In the early phase of embryonic development, the fertilised egg divides, forming a ball of loosely bound cells called the morula. For a compact cell packet and finally a complex organism to develop, the cells first need to bind tightly together. Cell adhesion molecules like E-cadherin are essential in this process. Cadherins are proteins that enable tissues to bind together and cells to communicate with one another. In all living organisms, numerous sugar molecules are bound to proteins after biosynthesis. This process, called glycosylation, is critical for growth and development. "The lack of certain sugar residues can lead to serious congenital development disorders in humans," explains Prof. Strahl.

The research team was now able to demonstrate in the mouse model why a certain type of glycosylation, called protein O-mannosylation, is critical to early embryonic development. The researchers proved that the E-cadherin protein carries mannose, sugar molecules present on the surface of the embryonic cells as of the four-cell stage of development. If biosynthesis of these E-cadherin-bound sugar residues is inhibited, functional cell connections cannot form and the cells cannot bind together with any stability. This leads to death of the embryo even before it can embed itself in the womb.

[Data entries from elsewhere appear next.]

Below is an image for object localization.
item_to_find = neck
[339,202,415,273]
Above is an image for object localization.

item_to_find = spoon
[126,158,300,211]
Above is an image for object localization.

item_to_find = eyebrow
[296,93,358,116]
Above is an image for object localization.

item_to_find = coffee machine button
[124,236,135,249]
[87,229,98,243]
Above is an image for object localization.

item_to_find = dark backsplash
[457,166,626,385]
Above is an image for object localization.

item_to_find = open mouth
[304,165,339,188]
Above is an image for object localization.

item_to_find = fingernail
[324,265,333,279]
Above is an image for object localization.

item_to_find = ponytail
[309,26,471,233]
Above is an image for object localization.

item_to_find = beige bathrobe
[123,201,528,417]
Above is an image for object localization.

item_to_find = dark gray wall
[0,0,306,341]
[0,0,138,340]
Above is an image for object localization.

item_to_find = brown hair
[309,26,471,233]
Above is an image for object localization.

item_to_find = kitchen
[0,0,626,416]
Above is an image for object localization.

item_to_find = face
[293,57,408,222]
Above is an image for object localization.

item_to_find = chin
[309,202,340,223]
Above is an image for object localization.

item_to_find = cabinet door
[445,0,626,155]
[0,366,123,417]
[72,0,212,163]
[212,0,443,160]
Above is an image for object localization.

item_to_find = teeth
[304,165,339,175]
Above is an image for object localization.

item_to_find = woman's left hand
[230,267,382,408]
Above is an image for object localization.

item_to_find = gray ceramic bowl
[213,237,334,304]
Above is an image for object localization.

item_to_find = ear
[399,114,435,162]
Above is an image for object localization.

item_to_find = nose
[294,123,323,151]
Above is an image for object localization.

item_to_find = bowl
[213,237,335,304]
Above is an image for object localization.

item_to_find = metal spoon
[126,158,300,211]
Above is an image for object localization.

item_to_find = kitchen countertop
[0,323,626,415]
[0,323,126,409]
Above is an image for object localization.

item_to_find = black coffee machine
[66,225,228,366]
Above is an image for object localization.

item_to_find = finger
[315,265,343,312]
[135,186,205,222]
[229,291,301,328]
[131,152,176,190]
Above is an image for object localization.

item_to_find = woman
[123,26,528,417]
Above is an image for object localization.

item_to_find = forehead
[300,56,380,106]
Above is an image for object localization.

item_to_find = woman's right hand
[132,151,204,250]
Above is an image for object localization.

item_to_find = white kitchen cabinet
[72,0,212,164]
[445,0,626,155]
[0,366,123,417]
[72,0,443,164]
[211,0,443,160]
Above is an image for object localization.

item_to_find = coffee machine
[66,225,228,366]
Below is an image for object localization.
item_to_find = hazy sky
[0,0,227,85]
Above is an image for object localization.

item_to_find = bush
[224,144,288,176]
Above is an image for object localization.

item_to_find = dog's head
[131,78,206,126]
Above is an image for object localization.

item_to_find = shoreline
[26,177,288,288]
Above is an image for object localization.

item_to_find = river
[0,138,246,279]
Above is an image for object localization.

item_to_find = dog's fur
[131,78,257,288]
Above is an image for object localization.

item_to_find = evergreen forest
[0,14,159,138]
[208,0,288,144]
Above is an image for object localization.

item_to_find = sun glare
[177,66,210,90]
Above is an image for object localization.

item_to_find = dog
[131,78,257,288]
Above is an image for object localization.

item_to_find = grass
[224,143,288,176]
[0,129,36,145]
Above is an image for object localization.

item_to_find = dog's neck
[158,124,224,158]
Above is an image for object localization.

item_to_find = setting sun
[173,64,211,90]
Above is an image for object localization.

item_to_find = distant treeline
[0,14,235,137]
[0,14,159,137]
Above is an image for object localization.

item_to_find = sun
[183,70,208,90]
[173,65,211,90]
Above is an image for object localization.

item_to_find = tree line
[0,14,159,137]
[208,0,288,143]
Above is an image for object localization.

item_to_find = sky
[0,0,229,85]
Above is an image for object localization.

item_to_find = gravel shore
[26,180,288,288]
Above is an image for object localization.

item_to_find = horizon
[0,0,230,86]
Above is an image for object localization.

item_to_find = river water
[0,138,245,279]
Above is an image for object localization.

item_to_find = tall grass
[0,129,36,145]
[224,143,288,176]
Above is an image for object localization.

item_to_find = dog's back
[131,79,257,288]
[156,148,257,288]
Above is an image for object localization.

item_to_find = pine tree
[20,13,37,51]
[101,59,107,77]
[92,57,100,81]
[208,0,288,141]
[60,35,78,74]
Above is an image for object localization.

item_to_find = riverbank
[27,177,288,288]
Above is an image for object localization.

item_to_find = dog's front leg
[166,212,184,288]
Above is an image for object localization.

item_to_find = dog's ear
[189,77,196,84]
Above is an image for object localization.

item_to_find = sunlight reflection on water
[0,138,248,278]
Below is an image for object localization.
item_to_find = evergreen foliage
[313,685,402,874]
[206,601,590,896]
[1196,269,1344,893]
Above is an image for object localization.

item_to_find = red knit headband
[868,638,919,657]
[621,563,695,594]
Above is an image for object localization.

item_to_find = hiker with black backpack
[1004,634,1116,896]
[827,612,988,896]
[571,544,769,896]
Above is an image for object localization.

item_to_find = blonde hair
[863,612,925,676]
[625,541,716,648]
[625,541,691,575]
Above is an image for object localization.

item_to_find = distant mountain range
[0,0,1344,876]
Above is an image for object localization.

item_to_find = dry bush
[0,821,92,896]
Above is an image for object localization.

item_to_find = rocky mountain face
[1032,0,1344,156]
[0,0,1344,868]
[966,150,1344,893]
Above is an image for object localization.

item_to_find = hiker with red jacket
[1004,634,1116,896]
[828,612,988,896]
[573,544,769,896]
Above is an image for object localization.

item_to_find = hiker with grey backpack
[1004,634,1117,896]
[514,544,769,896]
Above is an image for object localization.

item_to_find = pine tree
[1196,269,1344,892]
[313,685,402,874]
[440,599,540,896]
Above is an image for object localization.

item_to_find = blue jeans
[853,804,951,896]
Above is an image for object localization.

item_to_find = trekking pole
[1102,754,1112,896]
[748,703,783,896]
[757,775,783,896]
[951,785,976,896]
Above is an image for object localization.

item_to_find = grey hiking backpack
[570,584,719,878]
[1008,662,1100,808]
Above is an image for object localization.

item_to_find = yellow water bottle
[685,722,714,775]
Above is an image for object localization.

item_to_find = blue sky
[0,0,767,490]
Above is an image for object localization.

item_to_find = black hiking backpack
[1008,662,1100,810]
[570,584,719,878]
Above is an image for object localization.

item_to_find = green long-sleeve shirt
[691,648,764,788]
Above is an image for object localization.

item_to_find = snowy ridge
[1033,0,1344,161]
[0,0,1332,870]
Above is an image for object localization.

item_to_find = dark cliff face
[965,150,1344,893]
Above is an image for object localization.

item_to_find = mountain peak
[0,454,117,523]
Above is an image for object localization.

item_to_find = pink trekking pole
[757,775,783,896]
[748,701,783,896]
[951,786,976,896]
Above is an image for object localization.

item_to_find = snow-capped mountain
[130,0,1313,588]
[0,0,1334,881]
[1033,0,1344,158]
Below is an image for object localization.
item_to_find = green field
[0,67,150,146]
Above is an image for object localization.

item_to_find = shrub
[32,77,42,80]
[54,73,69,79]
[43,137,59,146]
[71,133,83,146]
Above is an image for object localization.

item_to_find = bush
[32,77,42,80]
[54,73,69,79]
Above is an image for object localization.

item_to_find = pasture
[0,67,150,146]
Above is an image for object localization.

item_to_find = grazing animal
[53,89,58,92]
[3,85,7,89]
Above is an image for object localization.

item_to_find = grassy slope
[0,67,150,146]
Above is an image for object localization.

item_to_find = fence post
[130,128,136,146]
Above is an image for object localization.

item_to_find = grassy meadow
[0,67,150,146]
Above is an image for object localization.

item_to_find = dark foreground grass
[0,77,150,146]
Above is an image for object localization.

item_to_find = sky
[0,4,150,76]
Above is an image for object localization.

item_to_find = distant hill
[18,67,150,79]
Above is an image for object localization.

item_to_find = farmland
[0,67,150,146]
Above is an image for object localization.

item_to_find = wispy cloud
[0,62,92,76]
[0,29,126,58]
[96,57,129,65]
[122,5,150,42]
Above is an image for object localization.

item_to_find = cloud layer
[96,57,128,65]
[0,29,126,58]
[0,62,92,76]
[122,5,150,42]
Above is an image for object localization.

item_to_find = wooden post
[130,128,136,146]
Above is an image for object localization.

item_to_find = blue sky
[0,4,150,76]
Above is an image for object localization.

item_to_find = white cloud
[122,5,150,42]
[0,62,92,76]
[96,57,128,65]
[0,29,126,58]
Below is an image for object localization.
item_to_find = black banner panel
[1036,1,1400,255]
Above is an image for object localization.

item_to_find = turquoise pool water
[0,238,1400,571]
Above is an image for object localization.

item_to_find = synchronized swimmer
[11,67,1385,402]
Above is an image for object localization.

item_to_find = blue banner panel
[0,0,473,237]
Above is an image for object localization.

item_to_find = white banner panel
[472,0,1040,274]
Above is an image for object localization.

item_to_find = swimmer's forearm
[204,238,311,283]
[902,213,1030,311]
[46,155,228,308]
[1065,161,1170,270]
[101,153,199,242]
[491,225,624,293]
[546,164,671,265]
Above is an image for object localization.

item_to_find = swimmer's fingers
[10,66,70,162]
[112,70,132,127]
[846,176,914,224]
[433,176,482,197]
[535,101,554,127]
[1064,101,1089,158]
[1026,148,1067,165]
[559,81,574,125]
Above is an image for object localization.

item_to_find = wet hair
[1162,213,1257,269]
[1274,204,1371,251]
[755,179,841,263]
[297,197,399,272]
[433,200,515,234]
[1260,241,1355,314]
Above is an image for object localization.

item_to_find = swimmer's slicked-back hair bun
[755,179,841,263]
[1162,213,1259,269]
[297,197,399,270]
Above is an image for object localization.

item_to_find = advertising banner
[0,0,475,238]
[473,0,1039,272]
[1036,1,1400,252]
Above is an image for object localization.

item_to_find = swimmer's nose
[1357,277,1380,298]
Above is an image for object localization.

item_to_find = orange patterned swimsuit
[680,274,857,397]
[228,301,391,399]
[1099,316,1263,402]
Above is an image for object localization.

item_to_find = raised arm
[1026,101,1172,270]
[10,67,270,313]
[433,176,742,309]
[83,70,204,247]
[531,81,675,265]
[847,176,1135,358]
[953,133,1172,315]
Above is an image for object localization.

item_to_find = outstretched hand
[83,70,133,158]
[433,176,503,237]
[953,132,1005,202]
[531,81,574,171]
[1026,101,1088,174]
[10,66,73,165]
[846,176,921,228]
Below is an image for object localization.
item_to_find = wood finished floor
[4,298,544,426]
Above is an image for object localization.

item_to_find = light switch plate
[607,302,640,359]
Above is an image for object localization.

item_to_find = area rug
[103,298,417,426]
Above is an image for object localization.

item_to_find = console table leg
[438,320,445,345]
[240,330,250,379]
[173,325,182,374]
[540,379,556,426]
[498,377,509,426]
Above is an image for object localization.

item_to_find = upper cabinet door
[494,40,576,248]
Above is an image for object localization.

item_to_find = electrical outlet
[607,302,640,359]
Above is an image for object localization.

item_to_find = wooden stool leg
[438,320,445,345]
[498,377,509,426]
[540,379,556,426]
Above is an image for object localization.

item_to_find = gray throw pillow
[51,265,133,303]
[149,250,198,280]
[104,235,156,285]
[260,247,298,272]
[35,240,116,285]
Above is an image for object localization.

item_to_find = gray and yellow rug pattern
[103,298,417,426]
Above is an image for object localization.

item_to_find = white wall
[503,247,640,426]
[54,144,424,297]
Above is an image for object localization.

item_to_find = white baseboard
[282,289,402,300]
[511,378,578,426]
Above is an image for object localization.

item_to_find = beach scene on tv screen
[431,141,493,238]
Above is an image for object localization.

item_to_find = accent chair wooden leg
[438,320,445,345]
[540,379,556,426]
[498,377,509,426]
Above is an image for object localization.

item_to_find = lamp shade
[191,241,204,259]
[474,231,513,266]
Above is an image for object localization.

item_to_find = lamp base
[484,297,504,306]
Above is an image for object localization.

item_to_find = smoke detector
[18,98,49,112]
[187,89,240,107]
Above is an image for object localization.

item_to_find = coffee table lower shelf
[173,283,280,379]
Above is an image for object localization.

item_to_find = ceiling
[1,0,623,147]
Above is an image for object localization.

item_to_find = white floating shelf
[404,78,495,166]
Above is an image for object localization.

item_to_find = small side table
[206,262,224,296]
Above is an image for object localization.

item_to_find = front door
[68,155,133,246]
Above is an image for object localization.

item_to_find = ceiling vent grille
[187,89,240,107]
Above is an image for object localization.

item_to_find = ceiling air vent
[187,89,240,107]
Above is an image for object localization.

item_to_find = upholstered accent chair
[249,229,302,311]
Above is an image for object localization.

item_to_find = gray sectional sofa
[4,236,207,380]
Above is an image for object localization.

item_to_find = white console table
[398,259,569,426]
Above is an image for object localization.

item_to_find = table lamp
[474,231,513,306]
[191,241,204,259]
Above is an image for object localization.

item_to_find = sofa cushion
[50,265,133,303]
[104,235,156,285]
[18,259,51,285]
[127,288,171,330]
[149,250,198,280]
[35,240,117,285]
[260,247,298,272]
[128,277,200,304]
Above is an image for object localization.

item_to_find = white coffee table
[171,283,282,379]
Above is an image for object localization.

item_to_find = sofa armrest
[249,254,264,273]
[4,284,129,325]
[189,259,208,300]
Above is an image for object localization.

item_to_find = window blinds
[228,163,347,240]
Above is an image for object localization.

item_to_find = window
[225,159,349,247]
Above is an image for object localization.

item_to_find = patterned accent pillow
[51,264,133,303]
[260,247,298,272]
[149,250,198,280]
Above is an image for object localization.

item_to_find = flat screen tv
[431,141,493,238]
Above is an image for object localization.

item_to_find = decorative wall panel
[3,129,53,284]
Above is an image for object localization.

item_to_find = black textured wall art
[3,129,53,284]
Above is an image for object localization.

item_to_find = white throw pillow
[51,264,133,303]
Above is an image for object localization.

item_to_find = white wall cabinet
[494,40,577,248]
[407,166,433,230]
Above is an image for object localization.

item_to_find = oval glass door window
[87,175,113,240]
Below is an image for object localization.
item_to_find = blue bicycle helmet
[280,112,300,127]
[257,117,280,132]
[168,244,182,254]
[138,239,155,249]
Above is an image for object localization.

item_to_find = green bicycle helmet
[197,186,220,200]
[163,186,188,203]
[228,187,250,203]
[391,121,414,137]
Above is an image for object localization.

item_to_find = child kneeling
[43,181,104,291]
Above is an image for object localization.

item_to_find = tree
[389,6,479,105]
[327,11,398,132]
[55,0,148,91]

"The causal relationship we demonstrated between the sugar residues and cadherin-mediated cell adhesion shows that this protein modification is much more important than originally believed," says Sabine Strahl. "In view of the important functions of cadherins in development processes in vertebrates as well as in tumour metastasis, our work is extremely relevant in many areas of the life sciences and medical research." Based on the results of their research, the Heidelberg scientists now plan to investigate the significance of this protein modification in the genesis of cancer.